Hausärzte und Hausärztinnen sehen sich mit einer immer grösseren Zahl an Patienten und Patientinnen konfrontiert, die mehrere chronischen Krankheiten gleichzeitig haben. Die demographischen Entwicklungen in der Schweiz und global deuten auf einen stetigen weiteren Anstieg hin. So kommen neben dem immer ausgeprägter werdenden Fachkräftemangel in der Grundversorgung die Diversität der Krankheitskombinationen der Patienten und Patientinnen als Herausforderung dazu.

Hausärzte und Hausärztinnen sehen sich mit einer immer grösseren Zahl an Patienten und Patientinnen konfrontiert, die mehrere chronische Krankheiten gleichzeitig haben. Die demographischen Entwicklungen in der Schweiz und global deuten auf einen stetigen weiteren Anstieg hin. So kommen neben dem immer ausgeprägter werdenden Fachkräftemangel in der Grundversorgung die Diversität der Krankheitskombinationen der Patienten und Patientinnen als Herausforderung dazu. Krankheitsspezifische Guidelines und Praxisempfehlungen sind hierbei schlecht anwendbar. Im Primary and Hospital Care beleuchtete Marti im Jahr 2018 die Belastungen der Behandlung aus Sicht des Geriaters und begrüsste es, dass im Ausland einige nationale Fachgesellschaften und Institute Empfehlungen oder Guidelines zur Multimorbidität schufen. Allen gemeinsam war, dass sie als Lösungsansatz den Einbezug der Prioritäten und Ziele der Patienten und Patientinnen in den Behandlungsplan sahen. Auch Marti plädierte für eine patientenzentrierte, ganzheitliche Behandlung von Menschen mit mehreren chronischen Erkrankungen [1].

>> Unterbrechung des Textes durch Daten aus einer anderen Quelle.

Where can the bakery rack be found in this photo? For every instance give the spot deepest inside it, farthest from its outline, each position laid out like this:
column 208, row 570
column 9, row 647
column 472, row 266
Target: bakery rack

Schweizer Praxisempfehlungen zur Multimorbidität

Der interprofessionelle Non-Profit-Verein QualiCCare mit 24 Mitgliedorganisationen entlang des Versorgungspfades von chronisch kranken Patientinnen und Patienten hat sich dieser Problematik angenommen.
Basierend auf den schon von Marti [1] erwähnten ausländischen Empfehlungen und Guidelines erarbeitete im Kanton Waadt eine interprofessionelle Arbeitsgruppe unter der Leitung des Instituts für Präventiv- und Sozialmedizin Lausanne (heute: unisanté) für die Schweiz die Praxisempfehlungen Multimorbidität [2,3] in einem systematischen Guideline-Adaptationsprozess.
Die Behandlung umfasst sechs Schritte, welche in Abbildung 1 schematisch darstellt werden. Dabei liegt der Fokus insbesondere auf der interprofessionellen Zusammenarbeit und dem Einbezug des Patienten bzw. der Patientin und derer Prioritäten in die Behandlung [4].
Abbildung 1: Schema Praxisempfehlungen Multimorbidität [2, 3], übersetzt aus dem Französischen durch QualiCCare (Original: www.recodiab.ch/RPC_multimorbidite_20190411.pdf ).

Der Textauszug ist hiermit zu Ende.